Und die französische Private-Equity-Firma Astorg hat Ende 2024 gleichzeitig Hamilton Thorne, einen bis dahin an der Toronto Stock Exchange kotierten Anbieter von MUF-Materialien, und den Geschäftsbereich Reproduktionsmedizin von Cook Medical erworben. Durch diese Doppelakquisition wird Astorg zu einem der weltweit führenden Unternehmen in diesem Segment, das klinische Ausrüstungen, Diagnostikinstrumente und Verbrauchsmaterialien herstellt, die für die In-vitro-Fertilisation erforderlich sind. Auf diesem Markt wird Astorg gegen zwei andere börsenkotierte Branchenführer antreten: die schwedische Firma Vitrolife mit einem Wert von rund 2,5 Mrd. Euro an der Stockholmer Börse und CooperSurgeries in Amerika, eine Tochtergesellschaft von CooperCompanies, die an der Nasdaq mit rund 20 Mrd. Dollar bewertet wird.

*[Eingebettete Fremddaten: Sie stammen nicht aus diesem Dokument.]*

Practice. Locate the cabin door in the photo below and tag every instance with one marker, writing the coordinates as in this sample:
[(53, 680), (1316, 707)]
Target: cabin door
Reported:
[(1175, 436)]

«In den letzten Jahren wurden zahlreiche innovationsstarke Unternehmen von Private-Equity-Firmen aufgekauft. Es ist also damit zu rechnen, dass wir zahlreiche Börsengänge in diesem Bereich sehen werden, wenn sie sich zurückziehen», stellt Marine Dubrac fest. Vorläufig sind aber nur wenige Unternehmen an der Börse kotiert, die sich ausschliesslich dem Thema Fertilität widmen. Abgesehen von Vitrolife und CooperSurgeries handelt es sich auch häufig um Mikrounternehmen wie Nanorepro in Deutschland oder Newgen IVF in Singapur.
Marine Dubrac, Co-Managerin des Wellness-Fonds bei Thematics Asset Management
«Die Gesetzgebung zur medizinisch unterstützten Fortpflanzung ist von Land zu Land sehr unterschiedlich, was die Entstehung von Global Playern erschwert», betont Marine Dubrac. Zudem handele es sich zwar um einen stark wachsenden Markt, angetrieben von bedeutenden Innovationen. Aber er stecke noch in den Kinderschuhen. «Heute erfordern nur etwa 2 bis 3 Prozent der jährlichen Geburten weltweit eine künstliche Befruchtung, es ist also ein Nischenmarkt. Auf sehr lange Sicht können Unternehmen, die in diesem Bereich tätig sind, daher eine gute Investition darstellen, aber die kurzfristige Börsenperformance könnte volatil sein. Für unerfahrene Anleger handelt es sich um einen komplizierten Sektor, dem es noch an Reife fehlt», sagt Marine Dubrac.
Kay Eichhorn-Schott gibt sich da optimistischer: «Angesichts der soliden grundlegenden Faktoren für ein langfristiges Wachstum glauben wir, dass der Sektor der Fruchtbarkeitsdienste für Privatanleger interessant sein könnte.» Der Berenberg-Experte erwartet eine schnelle Rationalisierung des Markts und die Beteiligung grösserer Akteure.
«Wir haben in den vergangenen Jahren eine Konsolidierung des Sektors für Kinderwunschkliniken gesehen. Vor allem in den Vereinigten Staaten sind Ketten entstanden. Sie wollen nicht mit vielen Lieferanten zusammenarbeiten. So werden sie eine Konsolidierung bei den Herstellern von Materialien und Ausrüstungen für die IVF vorantreiben – und hier sind derzeit Vitrolife und CooperCompanies die grössten Akteure.»